I do not use HomeKit, so the HAP dependency upgrade is probably not the culprit. My guess would be a change in unhandled Promise Rejection handling between v4.66.9 and v4.67.0.
Btw, we are going to release an improvement to the Nuki integration in next Gladys release to prevent the Nuki integration from starting if not configured, so this could definitely help you for this!
On startup, Mosquitto immediately replays all retained messages on gladys/master/# before Gladys has finished loading its device cache. This causes a flood of NotFoundError: DeviceFeature mqtt:xxx not found errors — one per retained topic, per restart. The CPU spike is caused by the unhandled promise rejections overwhelming the event loop.
Workaround: delete all retained messages on gladys/master/# using mosquitto_pub -r -n. After a restart, Gladys repopulates them and works correctly — but only until the next restart.
This seems like a bug where the MQTT service subscribes before the device manager has finished initializing.
Issue 2: LAN Manager presence scanner calling ip neigh show in a tight loop
Even with LAN Manager set to « disabled » in the UI (and LANMANAGER_PRESENCE_STATUS=disabled confirmed in the DB), Gladys continues spawning ip neigh show via execve continuously. Since ip is not installed in the Gladys Docker image (exit code 127), every call fails immediately and the loop repeats.
I confirmed this with strace -f -e execve on the Gladys PID.
Workaround: injecting a dummy ip script that exits cleanly reduces the overhead slightly, but the loop itself continues.
This appears to be a bug where the LAN Manager does not respect the disabled state at runtime.
Environment:
Gladys v4.71.0 (upgraded from v4.66.9)
Docker, network_mode: host
External Mosquitto broker (eclipse-mosquitto:2.0)
~30 MQTT devices (on several pis)
Host: Ubuntu 24.04, 32 GB RAM
Happy to provide more logs or test patches if helpful. Thanks!
Thanks for the feedback, I’ll investigate both issues
That said, I don’t think they were introduced in Gladys v4.67.0, so they’re probably not the root cause of the high CPU usage you’re seeing.
Since you mentioned the CPU usage is constant (not just at startup), it also doesn’t look like a retained messages issue.
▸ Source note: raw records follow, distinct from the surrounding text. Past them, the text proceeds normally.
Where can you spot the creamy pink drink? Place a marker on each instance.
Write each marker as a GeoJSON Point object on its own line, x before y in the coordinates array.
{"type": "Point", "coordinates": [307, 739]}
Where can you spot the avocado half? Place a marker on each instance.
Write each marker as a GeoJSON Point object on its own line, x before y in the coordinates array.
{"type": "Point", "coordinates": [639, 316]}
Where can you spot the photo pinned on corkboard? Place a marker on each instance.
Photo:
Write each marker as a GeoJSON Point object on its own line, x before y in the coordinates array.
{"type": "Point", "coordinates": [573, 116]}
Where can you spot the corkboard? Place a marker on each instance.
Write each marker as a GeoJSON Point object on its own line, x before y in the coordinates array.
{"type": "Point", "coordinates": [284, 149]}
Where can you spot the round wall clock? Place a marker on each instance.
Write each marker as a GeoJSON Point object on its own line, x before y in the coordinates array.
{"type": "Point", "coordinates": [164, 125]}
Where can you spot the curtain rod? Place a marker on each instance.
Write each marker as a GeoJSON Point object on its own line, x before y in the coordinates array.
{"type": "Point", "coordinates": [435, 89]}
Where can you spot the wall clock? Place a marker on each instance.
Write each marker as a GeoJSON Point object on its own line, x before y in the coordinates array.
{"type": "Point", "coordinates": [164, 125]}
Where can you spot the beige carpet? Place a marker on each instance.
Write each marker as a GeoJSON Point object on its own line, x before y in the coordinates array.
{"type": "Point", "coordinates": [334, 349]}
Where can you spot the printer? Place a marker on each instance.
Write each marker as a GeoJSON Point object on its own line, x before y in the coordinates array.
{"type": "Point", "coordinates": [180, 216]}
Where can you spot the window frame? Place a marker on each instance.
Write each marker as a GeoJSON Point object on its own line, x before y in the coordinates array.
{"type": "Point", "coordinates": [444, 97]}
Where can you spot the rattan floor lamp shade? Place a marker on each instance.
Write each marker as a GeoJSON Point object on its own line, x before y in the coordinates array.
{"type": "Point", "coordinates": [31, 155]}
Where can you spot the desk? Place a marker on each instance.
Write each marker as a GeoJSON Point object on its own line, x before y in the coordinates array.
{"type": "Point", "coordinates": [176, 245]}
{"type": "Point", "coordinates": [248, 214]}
You also said your WoZiPi is sending MQTT messages continuously, do you have an idea of the message rate (e.g. messages per second)?
One possible explanation is that there’s no actual “bug”, but rather a throughput limitation:
With the additional code we added recently (notably around Nuki), the MQTT integration might be a bit slower to process messages. If your setup is sending messages at a high frequency, Gladys might not keep up, leading to a backlog and increased CPU usage.
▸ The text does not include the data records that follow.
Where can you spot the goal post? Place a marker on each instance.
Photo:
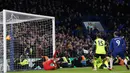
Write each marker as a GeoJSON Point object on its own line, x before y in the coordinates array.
{"type": "Point", "coordinates": [25, 34]}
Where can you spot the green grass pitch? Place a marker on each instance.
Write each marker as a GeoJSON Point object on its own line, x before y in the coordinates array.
{"type": "Point", "coordinates": [117, 69]}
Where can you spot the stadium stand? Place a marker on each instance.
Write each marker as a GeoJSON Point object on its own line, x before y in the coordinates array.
{"type": "Point", "coordinates": [69, 16]}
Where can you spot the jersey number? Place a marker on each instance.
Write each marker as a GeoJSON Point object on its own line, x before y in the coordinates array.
{"type": "Point", "coordinates": [118, 42]}
{"type": "Point", "coordinates": [100, 43]}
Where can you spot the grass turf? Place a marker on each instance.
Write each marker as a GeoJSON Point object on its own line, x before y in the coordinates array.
{"type": "Point", "coordinates": [117, 69]}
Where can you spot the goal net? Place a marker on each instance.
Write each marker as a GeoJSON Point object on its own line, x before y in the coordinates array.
{"type": "Point", "coordinates": [24, 39]}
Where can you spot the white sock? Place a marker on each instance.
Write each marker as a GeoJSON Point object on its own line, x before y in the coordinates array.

If that’s the case, the solution would likely be to optimize the MQTT handling in Gladys to improve throughput.
Let me know about the message volume, that would help narrow it down!
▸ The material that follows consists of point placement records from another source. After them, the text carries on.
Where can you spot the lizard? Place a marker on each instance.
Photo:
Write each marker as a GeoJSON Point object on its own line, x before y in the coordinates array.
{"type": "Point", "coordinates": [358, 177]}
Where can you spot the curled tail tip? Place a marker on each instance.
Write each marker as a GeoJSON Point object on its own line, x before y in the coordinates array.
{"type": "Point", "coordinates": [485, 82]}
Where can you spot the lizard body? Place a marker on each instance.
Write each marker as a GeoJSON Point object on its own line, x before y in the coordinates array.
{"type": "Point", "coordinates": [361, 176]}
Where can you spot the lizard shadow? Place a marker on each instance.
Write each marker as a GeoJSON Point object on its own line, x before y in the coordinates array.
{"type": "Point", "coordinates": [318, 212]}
I measured the MQTT message rate using mosquitto_sub -t '#' piped through pv:
~0.8 messages/second (291 messages over ~6 minutes, all topics combined)
That seems on the low end, so I don’t think throughput is the issue. The high CPU (~60–70%) is constant and doesn’t correlate with message spikes.
For reference, my setup publishes relay states from three Raspberry Pis (WoZiPi and AZiPi, SchlaZiPi) plus BME680 and SHT35 sensor data — nothing particularly chatty.